Andalusite formed part of the alumina-silicates group of compounds that possessed heat-resistant properties and were widely used in high-temperature industrial processes, such as in furnaces, kilns, crucibles and ladles, which required refractories for steel, cement, aluminium and glass applications.

With the exception of andalusite and chamotte, no other alumina-silicates were mined in South Africa. Such materials were imported from countries such as China, France, Brazil, the US, Russia, Australia and Germany.

“With regard to public interest considerations, the proposed transaction would have an impact on producers of refractories, [as] the iron and steel industries consume the vast majority of alumina-silicate-based refractories.

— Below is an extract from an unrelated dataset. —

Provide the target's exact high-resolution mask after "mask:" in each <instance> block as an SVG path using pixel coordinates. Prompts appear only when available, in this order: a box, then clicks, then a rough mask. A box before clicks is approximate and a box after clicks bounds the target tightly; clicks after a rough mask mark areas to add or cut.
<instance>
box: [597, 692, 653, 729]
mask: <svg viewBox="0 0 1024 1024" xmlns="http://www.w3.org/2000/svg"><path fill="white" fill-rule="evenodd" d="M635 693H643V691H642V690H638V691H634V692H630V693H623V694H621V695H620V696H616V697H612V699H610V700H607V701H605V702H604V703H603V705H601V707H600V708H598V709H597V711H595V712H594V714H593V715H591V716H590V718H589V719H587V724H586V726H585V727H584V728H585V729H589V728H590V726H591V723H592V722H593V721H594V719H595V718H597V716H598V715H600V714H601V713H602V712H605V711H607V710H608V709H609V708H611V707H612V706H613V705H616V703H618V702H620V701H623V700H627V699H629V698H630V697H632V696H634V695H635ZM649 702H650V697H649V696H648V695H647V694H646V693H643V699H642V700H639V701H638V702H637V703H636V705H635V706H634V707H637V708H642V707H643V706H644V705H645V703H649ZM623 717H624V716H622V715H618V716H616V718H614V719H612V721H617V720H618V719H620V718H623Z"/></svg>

“Further, the merging parties anticipated that 3.6% of the employees are likely to be retrenched as a result of the proposed merger. The commission is of the view that the merging parties have failed to provide evidence on how the proposed transaction would enable them to become more competitive globally given that they are currently the main players in the global market for andalusite,” it stated.

The commission added that it had received concerns from both the producers of refractories and end-users that the proposed transaction removed competition, as there would be no alternative supplier of andalusite locally, post-merger.

In response to the concerns raised, the merging parties proposed a supply condition limited to two to three years for all grades of andalusite other than coarse grade.

However, customers’ general view was that the merger should not be allowed and that the proposed remedy would not address their concerns with the proposed transaction.

“The commission is also of the view that the structural changes in the market brought about by the proposed transaction are not addressed by the proposed remedy.The proposed transaction is likely to lead to a substantial prevention or lessening of competition in the market for the mining and supply of andalusite in South Africa and is, therefore, prohibited.

“There is no evidence of any pro-competitive or public interest benefits that may arise as a result of the proposed transaction that will outweigh the anticompetitive effects identified,” it concluded.